O mercado brasileiro, porém, foi menos impactado que o global e que o regional. Em 2023, o país aumentou de 44% para 54% sua participação sobre o total de investimentos feitos no setor na América Latina.

Isso porque o tombo nos aportes em startups da região foi maior –de 54% em 2023 ante o ano anterior.

O que esperar para este ano? Com o Brasil à frente das principais economias no processo de corte de juros, há chance de vermos negócios movimentando mais dinheiro por aqui.

Tudo vai depender, porém, do que acontece nos EUA. As Bolsas nas máximas por lá são um bom indicativo, ainda que o foco dos grandes investidores esteja principalmente em startups de IA –algo que ficamos para trás por aqui.

Outros destaques:

- 46% das rodadas latino-americanas envolveram investimentos de menos de US$ 1 milhão em 2023. Assim como no ano anterior, os grandes aportes ficaram mais escassos.

- As maiores rodadas envolvendo equity (investimento em troca de participação acionária, não envolve dívida):

QITech - US$ 198 milhões (R$ 986 milhões)

Loft - US$ 100 milhões (R$ 498 milhões)

Gympass - US$ 85 milhões (R$ 423 milhões)

Creditas - US$ 70 milhões (R$ 348 milhões)

Superbac - US$ 62 milhões (R$ 309 milhões)

*HIDRELÉTRICAS PERDEM ESPAÇO PARA EÓLICA E SOLAR*

As usinas hidrelétricas ainda são a principal fonte da matriz energética brasileira, mas em momentos de menor demanda –ou maior oferta– elas têm "desperdiçado" energia.

O que explica: o crescimento das fontes eólica e solar, que ficaram mais baratas com o passar dos anos e hoje são os principais alvos de investimento do mercado.

Em números:

53% da capacidade instalada de energia do Brasil vem das hidrelétricas; em sete anos, a fatia deve cair para 42%.

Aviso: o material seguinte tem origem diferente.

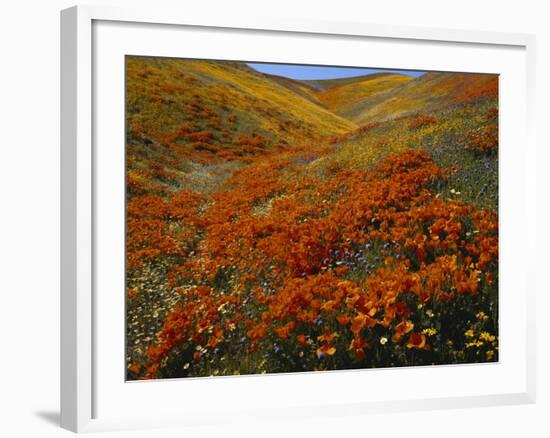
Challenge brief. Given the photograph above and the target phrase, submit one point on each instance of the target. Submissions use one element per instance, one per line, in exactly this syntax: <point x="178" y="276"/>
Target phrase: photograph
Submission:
<point x="285" y="218"/>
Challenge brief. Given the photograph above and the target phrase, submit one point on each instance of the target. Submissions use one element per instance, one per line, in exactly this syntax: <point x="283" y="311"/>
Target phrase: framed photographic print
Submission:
<point x="258" y="207"/>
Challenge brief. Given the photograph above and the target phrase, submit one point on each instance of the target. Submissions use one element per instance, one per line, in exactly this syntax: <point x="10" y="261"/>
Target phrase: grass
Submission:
<point x="269" y="232"/>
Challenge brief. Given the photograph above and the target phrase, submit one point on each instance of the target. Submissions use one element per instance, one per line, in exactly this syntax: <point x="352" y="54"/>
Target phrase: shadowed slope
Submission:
<point x="430" y="92"/>
<point x="347" y="99"/>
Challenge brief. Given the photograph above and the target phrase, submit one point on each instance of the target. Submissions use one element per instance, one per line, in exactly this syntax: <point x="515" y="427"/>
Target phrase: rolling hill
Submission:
<point x="183" y="115"/>
<point x="276" y="225"/>
<point x="347" y="98"/>
<point x="430" y="92"/>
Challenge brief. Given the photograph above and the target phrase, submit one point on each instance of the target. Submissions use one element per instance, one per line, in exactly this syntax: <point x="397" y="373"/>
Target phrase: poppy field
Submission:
<point x="282" y="225"/>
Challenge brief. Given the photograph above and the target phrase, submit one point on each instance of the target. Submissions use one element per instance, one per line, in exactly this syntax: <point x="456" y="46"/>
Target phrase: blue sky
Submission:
<point x="320" y="72"/>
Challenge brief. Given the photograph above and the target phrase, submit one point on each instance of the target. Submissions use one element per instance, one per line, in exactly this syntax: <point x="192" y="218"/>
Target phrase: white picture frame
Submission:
<point x="79" y="199"/>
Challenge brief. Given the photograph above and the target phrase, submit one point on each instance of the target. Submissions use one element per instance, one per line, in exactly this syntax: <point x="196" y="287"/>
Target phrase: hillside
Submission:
<point x="347" y="98"/>
<point x="265" y="233"/>
<point x="430" y="92"/>
<point x="184" y="112"/>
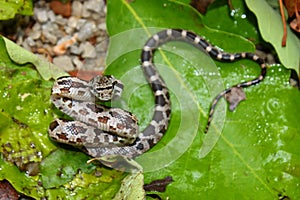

11,5% e 11,8% da capacidade nacional vêm da eólica e da solar, respectivamente. Em 2031, eles devem ser de 11% e 18%.

16 gigawatts (cerca de 21% da demanda) deixaram de ser produzidos pelas hidrelétricas brasileiras em fevereiro do ano passado.

Como há desperdício? Em momentos de menor demanda energética, são as hidrelétricas as responsáveis por diminuir a produção de energia, por causa da facilidade técnica e do menor preço das energias eólica e solar.

No processo, elas escoam a água que seria utilizada para a geração de energia, num processo chamado vertimento.

Sim, mas… As hidrelétricas ainda desempenham um papel importante para garantir flexibilização ao sistema.

Quando não há sol ou quando os ventos diminuem, são elas as responsáveis por garantir o fornecimento de energia –já que os sistemas de armazenamento de energia ainda engatinham no país.

*ALTERNATIVAS ÀS MUDANÇAS NAS LCIS E LCAS*

As novas regras para emissões de LCIs e LCAs promovidas pelo governo não apenas restringiram a oferta desses títulos para empresas efetivamente do agro e do setor imobiliário, mas também reduziram o prazo mínimo de resgate aos investidores.

O que mudou:

↳ LCIs: o prazo mínimo de carência passou de 90 dias para 12 meses. As corrigidas mensalmente por algum índice de preço, como o IPCA, continuam com vencimento mínimo de 36 meses.

↳ LCAs: o mínimo de 3 meses passou para 12 meses, quando for atualizada por índice de preços, e para 9 meses nos demais casos.

Entenda: esses títulos têm como principal incentivo a isenção de IR (Imposto de Renda) no rendimento dos investidores.

Seu principal objetivo é destinar recursos à produção agrícola e à atividade imobiliária, mas o governo identificou empresas de setores diversos e sem relação alguma com essas atividades que estavam pegando carona na emissão dos papéis.

O que muda para o investidor? Enquanto a restrição deve diminuir a oferta dos títulos, o prazo maior de resgate deve impedir o uso desses papéis como uma reserva de emergência –caracterizada por alta liquidez e baixo risco.

As alternativas com risco semelhante são CDBs de bancos grandes, que remuneram cerca de 100% de CDI (acompanha a Selic), fundos de renda fixa e Tesouro Selic, todos com liquidez diária e cobrança de IR.

Para quem não precisa utilizar o dinheiro aplicado no curtíssimo prazo, LCIs e LCAs continuam muito vantajosas aos investidores, dizem analistas.